My Journey through Pain, but not Alone
Since the age of 12 I have struggled with migraines. Through my adolescence and early adulthood they have morphed and changed. From the beginning I struggled with that woozy feeling and then a splitting headache. I would trudge through the pain trying to go to school, play in sports and combat my homework, often giving in the pain and nausea before the nights end. Today, a migraine is much more complex, with an debilitating aura, neurological symptoms, and pain that is so intolerable that I often resort to emergency medical care. The journey through my migraines has become one of awareness and one that has helped me build a strong relationship with my own Mother, who has struggled with migraines her entire life also.
My Mother has always been there to help with a cold compress, soothing words and advice. When my migraines started becoming much more serious here in the past two years she was the first to help me with vitamins, trigger searches, and most of all the support that I was not alone.

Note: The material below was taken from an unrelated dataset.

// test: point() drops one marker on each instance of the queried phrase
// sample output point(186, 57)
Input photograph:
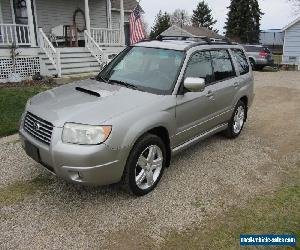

For many, a migraine is something that they will never experience, or only experience one or two times in their life. I often envy those who can say they don’t understand my pain. I keep an optimistic outlook that one of the many (and I mean many) medications will work, or that maybe these migraines will “suddenly” retreat never to be seen again. Those who surround me closest are my biggest fans, but those who simply do not understand are often my worst enemies. The feeling of not knowing what might happen from day to day (or how I will feel, or when a migraine will set in) is like a veil — a horrible dark veil that encases me in a little bit of trepidation.
As many migraine sufferers have expressed, we see a variety of responses to our illness. Often it is a look of disbelief that we cannot “simply work through the pain” but worse yet are those who don’t understand the neurological symptoms that take over and stop me in my tracks.
I am optimistic that I can find a solution, a cure for my migraines. I do not wish to be pitied, or to be pushed off to the side as someone who simply has a disability. I know that I am strong, able and most of all a bit feisty. As someone in the education field, I feel that it only natural that I express, educate and collaborate to make things better for myself, and others who suffer from the pain. Most of all I hope to see the day when my own Mother and I can lead a life, not having to worry about the next migraine attack.
Without the help of my Mother, I would be completely lost in a sea of information from neurologists, ear, nose and throat specialists and that information that I have read and gained through my own careful research. She has helped me through her own experiences and together we hope that one day we can find a cure for the invisible illness that we both struggle so much with.